Figure 2 shows ADEV calculated based on CODE’s final 30-s products from 31 December 2017 to 13 January 2018 for averaging intervals of τ ≥ 30 s. Differences between clock-type stability (internal, ZIM2; caesium, GOP6 and h-maser, WTZR) are very clear. In the case of shortest interval (τ = 30 s), discrepancies are evident: 1.9e-11 s for ZIM2 station, 5.9e-12 s for GOP6 and 1.2e-12 s for WTZR. Moving to longer averaging intervals, τ variations between analysed clocks are getting smaller. For each analysed value, the h-maser clock is the most stable, and the internal clock is the least, except the longest analysed τ = 15,360 s.
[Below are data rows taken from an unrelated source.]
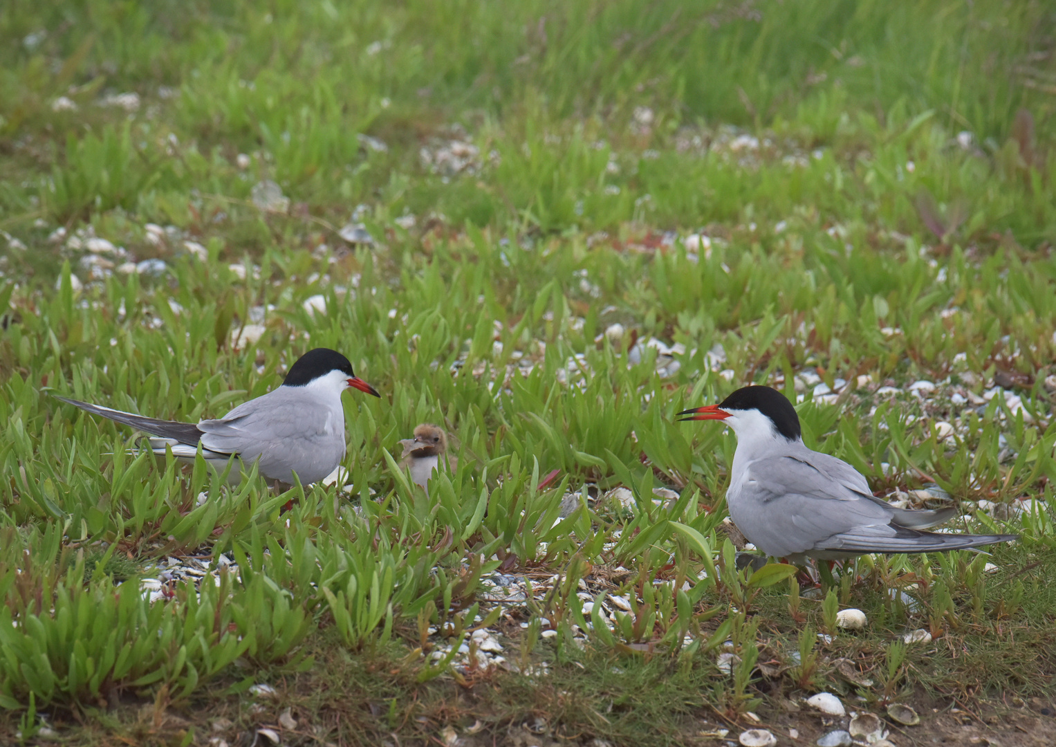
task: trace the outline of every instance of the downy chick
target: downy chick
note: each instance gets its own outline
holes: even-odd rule
[[[403,459],[399,466],[411,468],[411,480],[425,488],[427,496],[429,479],[441,459],[449,471],[454,472],[458,468],[458,459],[447,453],[448,436],[439,426],[422,423],[414,429],[413,438],[403,438],[399,443],[403,446]]]

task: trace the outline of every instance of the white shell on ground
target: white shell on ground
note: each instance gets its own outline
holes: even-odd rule
[[[777,737],[766,729],[742,731],[737,741],[744,747],[774,747],[777,744]]]
[[[869,618],[865,616],[865,613],[861,610],[855,610],[851,608],[849,610],[841,610],[836,613],[836,627],[846,628],[851,631],[860,631],[865,628]]]
[[[811,695],[807,698],[807,705],[816,708],[822,713],[828,713],[833,716],[842,716],[847,713],[844,710],[844,704],[830,692],[819,692],[816,695]]]
[[[843,729],[830,731],[817,741],[817,747],[851,747],[852,744],[851,735]]]
[[[900,724],[905,724],[906,726],[917,726],[921,723],[921,717],[917,715],[914,711],[909,706],[903,706],[901,703],[892,703],[887,707],[887,715],[891,716],[892,720],[899,722]]]
[[[722,674],[730,674],[733,671],[734,666],[740,664],[740,656],[737,654],[731,654],[730,652],[719,654],[718,658],[715,659],[715,666],[719,668]]]
[[[880,716],[872,713],[859,713],[851,718],[851,725],[847,730],[851,733],[851,736],[868,736],[869,734],[876,734],[883,728],[884,723],[880,720]]]
[[[904,640],[907,643],[930,643],[931,634],[928,633],[923,628],[919,628],[914,630],[912,633],[906,633],[904,636],[902,636],[902,640]]]

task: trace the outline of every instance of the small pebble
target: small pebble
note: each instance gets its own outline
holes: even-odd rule
[[[851,747],[852,744],[851,735],[843,729],[830,731],[817,741],[817,747]]]
[[[870,734],[879,735],[883,728],[884,723],[879,716],[872,713],[859,713],[851,718],[850,727],[847,730],[851,733],[851,736],[869,736]]]
[[[811,695],[807,698],[807,705],[816,708],[822,713],[828,713],[833,716],[847,714],[844,704],[840,702],[840,698],[829,692],[819,692],[816,695]]]
[[[860,631],[866,627],[868,618],[865,613],[861,610],[855,610],[853,608],[849,610],[841,610],[836,613],[836,625],[838,628],[846,628],[851,631]]]
[[[902,636],[902,640],[907,643],[930,643],[931,634],[924,629],[918,629],[911,633],[906,633]]]
[[[900,724],[905,724],[906,726],[917,726],[921,723],[921,717],[917,715],[914,711],[909,706],[903,706],[901,703],[892,703],[887,707],[887,715],[891,716],[892,720],[899,722]]]
[[[766,729],[742,731],[737,741],[744,747],[774,747],[777,744],[777,737]]]

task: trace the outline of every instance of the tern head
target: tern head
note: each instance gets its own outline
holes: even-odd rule
[[[374,387],[353,373],[347,358],[329,348],[316,348],[298,358],[282,386],[310,387],[338,396],[352,387],[376,397],[381,396]]]
[[[792,403],[770,387],[742,387],[718,405],[683,410],[682,421],[722,421],[738,438],[800,438],[799,416]]]
[[[439,426],[422,423],[414,429],[413,438],[403,438],[400,444],[404,456],[439,456],[448,450],[448,436]]]

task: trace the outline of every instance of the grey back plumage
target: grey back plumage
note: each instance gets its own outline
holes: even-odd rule
[[[272,480],[303,484],[329,474],[344,456],[344,410],[303,388],[279,387],[215,421],[202,421],[202,446],[238,453]]]
[[[849,464],[802,442],[785,442],[777,453],[740,464],[735,459],[727,502],[744,536],[777,558],[921,553],[1015,539],[922,531],[948,521],[956,509],[890,506],[872,496],[865,477]]]

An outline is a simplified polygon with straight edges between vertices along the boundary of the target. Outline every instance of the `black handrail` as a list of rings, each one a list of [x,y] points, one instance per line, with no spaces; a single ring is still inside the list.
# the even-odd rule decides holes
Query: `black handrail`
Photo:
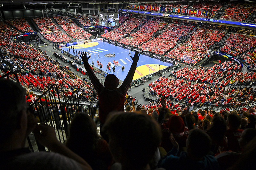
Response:
[[[18,77],[18,75],[16,74],[15,73],[13,72],[13,71],[10,71],[8,72],[8,73],[5,74],[3,76],[0,77],[0,78],[4,78],[5,77],[7,77],[7,78],[9,79],[9,76],[11,74],[13,74],[14,76],[15,76],[15,78],[16,78],[16,82],[20,84],[20,80],[19,80],[19,78]]]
In addition, the h-maser clock characterises by one order of magnitude with better stability than the internal one and by half of one order of magnitude against the caesium one.

Fig. 2
figure 2

Frequency instability of analysed reference stations

In this work, 1-Hz data from reference stations presented in Table 1 for 1 January 2018, between 00:00 and 02:00 UTC, were taken. That sort of date gives 7200 observation epochs in the analysed period. For further processing, at least 4096 continuous, singular clock data were taken into consideration. This kind of limitation carries out ten GPS satellites (Table 2). Considered satellites consist of three different types of the newest blocks: IIR, IIR-M and IIF, with three different frequency standards: Rb1, Rb2 and Rb3.

Table 2 Information about satellites (http://www2.unb.ca/gge/Resources/GPSConstellationStatus.txt, https://www.navcen.uscg.gov/?Do=constellationstatus)

Figure 3 (Appendix) presents ADEV for each of the three different reference clock solutions of all satellites that fulfil the condition described in the previous paragraph. Selected values are presented in Table 2. As expected, all three reference clock solutions show a different behaviour. For a ZIM2 station (internal clock), satellite clock stability varies between 2.96E-11 s (for τ = 1 s) and 1.16E-12 s (τ = 1024 s). In case of a GOP6 (caesium clock), clock stability varies between 2.09E-11 s (τ = 1 s) and 1.51E-13 s (τ = 1024 s). The most stable was WTZR clock (h-maser clock) with stability from 1.97E-11 s (τ = 1 s) to 5.87E-14 s (τ = 1024 s)

Each analysed case shows that for τ = 1 s, the least stable is G16 satellite clock with instability at 2-3E-11 s level. The ADEV curves for ZIM2 and GOP6 stations are very similar; there are no deviations between each satellite instead of the event explained at the beginning of the paragraph. In the case of the most stable resolution based on WTZR reference clock, G26 and G27 satellite clocks have a clearly visible better ADEV results for τ > 8 s values (Table 3). There is no connection between these pairs of satellites based on the values placed in Table 1—different planes, block and frequency standard.

Table 3 Allan deviation of selected intervals

Conclusions

The author presents the stability of satellite clocks based on different reference clock types. 1-Hz GNSS data in 2-h observation interval is analysed using three different reference clocks: internal, caesium and h-maser oscillators. Reference clock stability is analysed in a 2-week period on the basis of 30-s IGS products that show that the h-maser clock stability is better by one order of magnitude than the internal clock and by half of one order of magnitude than the caesium one. The clock parameters are estimated epoch by epoch using a back-substitution steps method described in the text. Research shows a close correlation between the reference clock and the estimated clock stability. Internal oscillator shows close to 1E-12-s stability, caesium one 1.5E-13 s and h-maser 6E-13 s. Studies also show no connection between launch date of satellite, block type or frequency standard and satellite clock stability. These results should be incorporated into future satellite clock determination elaborations for short-term analyses with high interval observations.